Why This Black, Queer, Trans Jew Is Reimagining Passover For Modern Times

"We've lost our ability to see the humanity in other people."

On the first night of Passover, Jews around the world gather with family and friends to partake in a Seder, or ritual feast, and retell the story of the Exodus, remembering how God led their ancestors out of slavery in Egypt.

K.B. Frazier, who identifies as a "freedom-fighting black, trans, queer Jew" from St. Louis, Missouri, believes there's a close connection between the story of Passover and the movement for black lives.

"It is essentially the same story, of people who were enslaved and came to be released from slavery," Frazier told The Huffington Post. "The story today is that we have noticed again that we are in bondage. We may not have physical chains on us, but systemic racism, poverty, inequality, all of these things are keeping us enslaved."

Drawing on his own experiences protesting on the street for the Black Lives Matter movement, Frazier has reinterpreted a 1,000-year-old Passover song to challenge Jews to "never forget" the importance of fighting for racial equality.

The song comes from the Haggadah, a book that contains the liturgy, or script, for the first night of Passover. On that night, Jews around the world gather with family and friends to partake in a Seder, or ritual feast, and retell the story of the Exodus, remembering how God led their ancestors out of slavery in Egypt. There are many different versions of the Haggadah, each taking its own spin on this age-old tale about the Jewish people's search for freedom.

When Frazier was approached last year by Jews For Racial & Economic Justice (JFREJ), a faith-based social justice organization, to help create a Black Lives Matter Haggadah supplement, his experiences on the street made him think of the Haggadah's dayenu prayer.

In Hebrew, the word dayenu means "it would have been enough" or "it would have sufficed." With each line, the song demonstrates astonishment at the many mercies of God:

If He had supplied our needs in the desert for forty years, and had not fed us the manna, Dayenu, it would have sufficed us!
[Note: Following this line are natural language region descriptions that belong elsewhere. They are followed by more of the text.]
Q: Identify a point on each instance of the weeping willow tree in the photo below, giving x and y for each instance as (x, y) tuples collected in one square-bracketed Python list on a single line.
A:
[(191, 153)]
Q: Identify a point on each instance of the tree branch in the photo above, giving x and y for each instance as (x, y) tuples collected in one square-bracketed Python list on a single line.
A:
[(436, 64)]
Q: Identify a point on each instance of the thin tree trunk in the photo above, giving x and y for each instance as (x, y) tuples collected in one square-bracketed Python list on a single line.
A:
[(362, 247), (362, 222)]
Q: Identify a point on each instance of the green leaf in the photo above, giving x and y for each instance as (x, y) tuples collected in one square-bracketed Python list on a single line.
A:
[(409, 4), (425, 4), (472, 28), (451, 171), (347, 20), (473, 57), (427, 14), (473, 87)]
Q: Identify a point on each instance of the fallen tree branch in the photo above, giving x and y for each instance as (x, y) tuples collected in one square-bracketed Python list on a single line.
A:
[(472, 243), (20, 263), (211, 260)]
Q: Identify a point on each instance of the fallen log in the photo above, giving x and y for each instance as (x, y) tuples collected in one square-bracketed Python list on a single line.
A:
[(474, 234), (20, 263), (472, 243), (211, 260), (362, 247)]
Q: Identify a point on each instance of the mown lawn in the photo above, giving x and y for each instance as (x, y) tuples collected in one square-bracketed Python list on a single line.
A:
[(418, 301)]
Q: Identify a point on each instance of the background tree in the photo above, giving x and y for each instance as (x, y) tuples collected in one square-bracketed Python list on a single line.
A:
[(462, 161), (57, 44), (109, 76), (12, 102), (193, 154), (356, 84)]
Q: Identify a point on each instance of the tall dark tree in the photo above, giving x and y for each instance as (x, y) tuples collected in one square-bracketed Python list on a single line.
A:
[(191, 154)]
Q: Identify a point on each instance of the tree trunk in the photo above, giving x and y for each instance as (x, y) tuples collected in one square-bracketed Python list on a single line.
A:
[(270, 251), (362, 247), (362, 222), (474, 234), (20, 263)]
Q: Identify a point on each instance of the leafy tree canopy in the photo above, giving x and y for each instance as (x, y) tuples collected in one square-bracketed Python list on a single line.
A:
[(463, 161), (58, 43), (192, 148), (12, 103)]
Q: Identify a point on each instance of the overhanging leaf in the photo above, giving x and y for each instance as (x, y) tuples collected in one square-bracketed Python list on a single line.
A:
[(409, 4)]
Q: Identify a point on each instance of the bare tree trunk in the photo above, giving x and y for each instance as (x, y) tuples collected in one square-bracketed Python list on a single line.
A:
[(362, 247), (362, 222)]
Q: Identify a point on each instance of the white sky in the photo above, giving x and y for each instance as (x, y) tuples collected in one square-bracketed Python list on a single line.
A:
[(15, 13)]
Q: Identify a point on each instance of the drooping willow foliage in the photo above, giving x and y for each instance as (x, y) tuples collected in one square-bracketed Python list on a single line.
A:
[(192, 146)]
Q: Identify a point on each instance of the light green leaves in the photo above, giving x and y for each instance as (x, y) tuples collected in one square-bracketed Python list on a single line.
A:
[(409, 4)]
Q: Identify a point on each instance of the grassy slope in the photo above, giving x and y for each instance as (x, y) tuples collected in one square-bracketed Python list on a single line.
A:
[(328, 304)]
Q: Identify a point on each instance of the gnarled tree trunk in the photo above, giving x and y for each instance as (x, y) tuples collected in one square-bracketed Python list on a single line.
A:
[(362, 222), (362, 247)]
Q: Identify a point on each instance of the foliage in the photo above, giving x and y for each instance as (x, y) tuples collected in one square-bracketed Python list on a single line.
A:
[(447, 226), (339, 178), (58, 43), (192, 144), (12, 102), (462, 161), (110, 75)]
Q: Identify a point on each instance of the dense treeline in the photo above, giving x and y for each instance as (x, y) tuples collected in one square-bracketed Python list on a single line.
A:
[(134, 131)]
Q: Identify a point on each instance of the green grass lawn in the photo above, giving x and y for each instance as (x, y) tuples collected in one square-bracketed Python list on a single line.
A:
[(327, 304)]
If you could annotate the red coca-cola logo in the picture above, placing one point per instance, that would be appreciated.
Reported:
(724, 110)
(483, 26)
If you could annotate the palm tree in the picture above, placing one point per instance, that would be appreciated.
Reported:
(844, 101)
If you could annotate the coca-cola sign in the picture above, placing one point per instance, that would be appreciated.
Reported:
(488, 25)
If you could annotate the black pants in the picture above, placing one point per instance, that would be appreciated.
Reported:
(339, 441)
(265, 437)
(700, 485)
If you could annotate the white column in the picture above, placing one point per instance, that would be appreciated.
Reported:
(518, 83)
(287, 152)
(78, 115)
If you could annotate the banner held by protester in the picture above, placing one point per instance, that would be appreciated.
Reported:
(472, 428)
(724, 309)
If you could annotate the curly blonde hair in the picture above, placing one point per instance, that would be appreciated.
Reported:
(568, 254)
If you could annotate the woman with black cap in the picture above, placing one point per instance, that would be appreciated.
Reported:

If He had fed us the manna, and had not given us the Shabbat, Dayenu, it would have sufficed us!

In his interpretation of the ancient prayer, Frazier calls for more action on social justice by repeating the phrase, lo dayenu, meaning, it would not have been enough.

"Even the fact that Mike Brown started a movement and that young people picked up the banner and said, 'No, no more, we can't take it anymore," even though the protests have started an international human rights revolution, it's not enough," Frazier said. "Because people are still dying at the hands of the state, and because of hunger and poverty."

The Fargesn Media Project, an organization that seeks to preserve the stories of the protestors at Ferguson, made a recording of Frazier performing his version of the dayenu prayer and describing his participation in Black Lives Matter protests.

Watch the Fargesn Media Project video featuring KB Frazier below.

This year, Jews For Racial & Economic Justice is publishing a complete racial justice Haggadah that gives Jewish families a blueprint for having a Passover Seder that addresses the longing for liberation that many still seek.

Leo Ferguson, the JFREJ's community and communications organizer, hopes that the Haggadah will remind Jews of an "obligation" to support the battle against racism and police violence.

"We wanted Jews to see this as necessary both because Jewish People of Color are directly targeted by racism and police violence, which makes this a 'Jewish issue,' and because the safety, freedom and liberation of Jews is directly tied to the safety, freedom and liberation of all people that we share community with," Ferguson told The Huffington Post.

For his part, Frazier hopes his poem will encourage people to never forget the loss of Michael Brown's life, and the fact that there is so much more work left to do.

"We've lost our ability to see the humanity in other people," Frazier said. "I firmly believe that when we get to that again, dayenu."